Sie könne momentan keine positive Zukunftsprognose für den Mann stellen, betont die Gutachterin. „Wir haben es mit einem gereizten, impulsiven, schwer kranken Mann zu tun. Ich möchte ihm nicht begegnen, wenn er mit einem Messer in der Hand herumläuft und gereizt ist.“ Heisterkamp befürchtet, dass er in Freiheit weitere Taten begehen werde, da seine Krankheit nicht geheilt sei.
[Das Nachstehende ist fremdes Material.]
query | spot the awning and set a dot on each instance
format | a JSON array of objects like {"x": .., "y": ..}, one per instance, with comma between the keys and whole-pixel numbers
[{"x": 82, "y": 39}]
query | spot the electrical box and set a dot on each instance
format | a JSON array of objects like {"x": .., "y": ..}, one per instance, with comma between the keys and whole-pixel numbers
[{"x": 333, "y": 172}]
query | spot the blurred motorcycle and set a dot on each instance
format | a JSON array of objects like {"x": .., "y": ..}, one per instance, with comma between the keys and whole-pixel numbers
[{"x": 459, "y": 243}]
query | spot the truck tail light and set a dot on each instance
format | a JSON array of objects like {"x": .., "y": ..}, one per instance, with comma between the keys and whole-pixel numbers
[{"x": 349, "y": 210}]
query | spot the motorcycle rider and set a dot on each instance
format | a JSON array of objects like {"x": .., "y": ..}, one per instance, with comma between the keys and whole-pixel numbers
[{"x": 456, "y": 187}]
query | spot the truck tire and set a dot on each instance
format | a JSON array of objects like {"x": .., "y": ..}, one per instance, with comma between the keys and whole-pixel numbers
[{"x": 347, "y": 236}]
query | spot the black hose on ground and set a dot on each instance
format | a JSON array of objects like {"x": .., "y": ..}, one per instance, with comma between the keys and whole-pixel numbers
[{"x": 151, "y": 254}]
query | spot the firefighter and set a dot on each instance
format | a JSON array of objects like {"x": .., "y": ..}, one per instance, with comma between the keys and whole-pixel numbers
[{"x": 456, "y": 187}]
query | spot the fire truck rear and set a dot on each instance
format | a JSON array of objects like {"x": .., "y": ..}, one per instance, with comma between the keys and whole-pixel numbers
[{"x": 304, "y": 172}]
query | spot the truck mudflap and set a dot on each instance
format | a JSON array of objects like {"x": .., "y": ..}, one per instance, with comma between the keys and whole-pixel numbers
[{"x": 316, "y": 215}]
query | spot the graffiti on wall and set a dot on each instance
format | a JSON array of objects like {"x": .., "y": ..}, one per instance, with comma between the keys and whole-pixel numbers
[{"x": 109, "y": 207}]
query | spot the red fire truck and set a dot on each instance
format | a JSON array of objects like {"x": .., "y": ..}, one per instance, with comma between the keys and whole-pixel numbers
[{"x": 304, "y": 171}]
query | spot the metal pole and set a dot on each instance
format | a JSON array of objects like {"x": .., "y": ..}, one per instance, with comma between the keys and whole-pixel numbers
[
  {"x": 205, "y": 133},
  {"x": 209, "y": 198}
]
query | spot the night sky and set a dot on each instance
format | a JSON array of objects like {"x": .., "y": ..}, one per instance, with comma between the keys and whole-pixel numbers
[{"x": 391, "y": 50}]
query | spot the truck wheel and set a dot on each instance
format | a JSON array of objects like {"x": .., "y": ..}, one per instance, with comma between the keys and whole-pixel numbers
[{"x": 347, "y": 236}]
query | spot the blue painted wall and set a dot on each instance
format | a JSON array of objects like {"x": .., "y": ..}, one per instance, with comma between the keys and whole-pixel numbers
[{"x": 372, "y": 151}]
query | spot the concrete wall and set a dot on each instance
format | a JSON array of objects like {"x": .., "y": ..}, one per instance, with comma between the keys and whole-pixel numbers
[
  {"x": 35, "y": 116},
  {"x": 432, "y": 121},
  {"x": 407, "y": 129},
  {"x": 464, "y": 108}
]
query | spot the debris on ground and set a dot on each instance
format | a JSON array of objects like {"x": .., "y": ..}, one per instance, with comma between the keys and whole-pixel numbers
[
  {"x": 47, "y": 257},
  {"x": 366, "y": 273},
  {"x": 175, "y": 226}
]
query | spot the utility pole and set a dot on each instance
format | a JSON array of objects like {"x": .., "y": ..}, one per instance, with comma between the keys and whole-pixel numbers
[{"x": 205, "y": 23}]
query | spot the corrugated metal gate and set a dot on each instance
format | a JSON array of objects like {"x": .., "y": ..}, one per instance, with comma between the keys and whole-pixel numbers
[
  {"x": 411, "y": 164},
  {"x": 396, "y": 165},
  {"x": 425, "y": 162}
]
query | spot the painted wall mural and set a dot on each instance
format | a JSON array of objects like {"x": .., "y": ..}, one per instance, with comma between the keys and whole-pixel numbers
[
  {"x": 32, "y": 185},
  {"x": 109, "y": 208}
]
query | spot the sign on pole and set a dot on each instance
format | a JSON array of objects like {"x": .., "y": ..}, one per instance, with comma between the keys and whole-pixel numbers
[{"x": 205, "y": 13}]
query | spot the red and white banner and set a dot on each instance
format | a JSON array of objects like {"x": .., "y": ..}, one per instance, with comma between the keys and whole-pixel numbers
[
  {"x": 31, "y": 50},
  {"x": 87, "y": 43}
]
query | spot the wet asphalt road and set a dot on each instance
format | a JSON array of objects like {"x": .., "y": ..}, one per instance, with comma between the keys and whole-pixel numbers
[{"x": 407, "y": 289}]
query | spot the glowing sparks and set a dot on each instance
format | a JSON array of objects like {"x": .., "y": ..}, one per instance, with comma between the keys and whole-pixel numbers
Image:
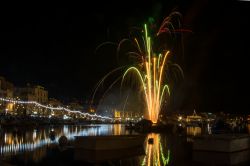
[
  {"x": 150, "y": 67},
  {"x": 152, "y": 71}
]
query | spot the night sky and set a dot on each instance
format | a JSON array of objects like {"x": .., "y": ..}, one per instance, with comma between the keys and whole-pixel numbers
[{"x": 54, "y": 45}]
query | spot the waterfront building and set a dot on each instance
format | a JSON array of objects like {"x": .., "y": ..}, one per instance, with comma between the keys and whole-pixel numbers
[
  {"x": 33, "y": 93},
  {"x": 6, "y": 91}
]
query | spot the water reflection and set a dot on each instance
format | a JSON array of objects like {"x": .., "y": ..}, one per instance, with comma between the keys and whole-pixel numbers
[
  {"x": 157, "y": 153},
  {"x": 22, "y": 140},
  {"x": 193, "y": 131}
]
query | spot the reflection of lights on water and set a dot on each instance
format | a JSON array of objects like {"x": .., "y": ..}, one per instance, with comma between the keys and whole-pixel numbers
[
  {"x": 155, "y": 152},
  {"x": 193, "y": 131},
  {"x": 34, "y": 140}
]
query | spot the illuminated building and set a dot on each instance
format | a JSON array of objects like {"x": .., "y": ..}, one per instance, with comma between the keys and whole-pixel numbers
[
  {"x": 6, "y": 91},
  {"x": 33, "y": 93}
]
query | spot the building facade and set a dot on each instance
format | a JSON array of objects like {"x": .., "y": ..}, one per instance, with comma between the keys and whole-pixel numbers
[
  {"x": 33, "y": 93},
  {"x": 6, "y": 91}
]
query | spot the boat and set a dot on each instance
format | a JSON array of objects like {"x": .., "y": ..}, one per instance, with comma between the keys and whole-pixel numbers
[{"x": 102, "y": 148}]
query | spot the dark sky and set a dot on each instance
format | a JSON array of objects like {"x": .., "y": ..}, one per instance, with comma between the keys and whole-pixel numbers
[{"x": 54, "y": 45}]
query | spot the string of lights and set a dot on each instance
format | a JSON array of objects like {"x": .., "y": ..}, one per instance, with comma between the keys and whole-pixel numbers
[{"x": 53, "y": 108}]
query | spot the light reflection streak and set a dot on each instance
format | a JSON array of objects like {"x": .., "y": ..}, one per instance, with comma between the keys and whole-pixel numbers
[
  {"x": 13, "y": 144},
  {"x": 155, "y": 153}
]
Sie könne aber nicht sagen, wie wahrscheinlich es ist, dass er dabei auch mal ein Messer einsetzt.
Keine Unterbringung in psychiatrischer Klinik
Genau diese letzte Aussage war der Grund, warum das Gericht den 34-Jährigen schließlich laufen ließ. „Wir haben Diebstähle, das sind nicht mal Straftaten mittlerer Schwere, und einen Faustschlag“, sagte Richterin Helga von Lukowicz. „Mehr nicht.“ Alles andere seien nur Spekulationen darüber, wie es mit ihm weitergehen könnte. „Die erforderliche Sicherheit haben wir aber nicht. Das hat zur Folge, dass wir ihn nicht in einer psychiatrischen Klinik unterbringen können.“
Für die Zeit, die er bereits im Gefängnis und in der Psychiatrie verbringen musste, wird der Ahrensburger entschädigt. Für die begangenen Diebstähle, den Faustschlag und die Bedrohungen könne er nicht bestraft werden, so Helga von Lukowicz weiter, weil er wegen seiner Erkrankung schuldunfähig gewesen sei.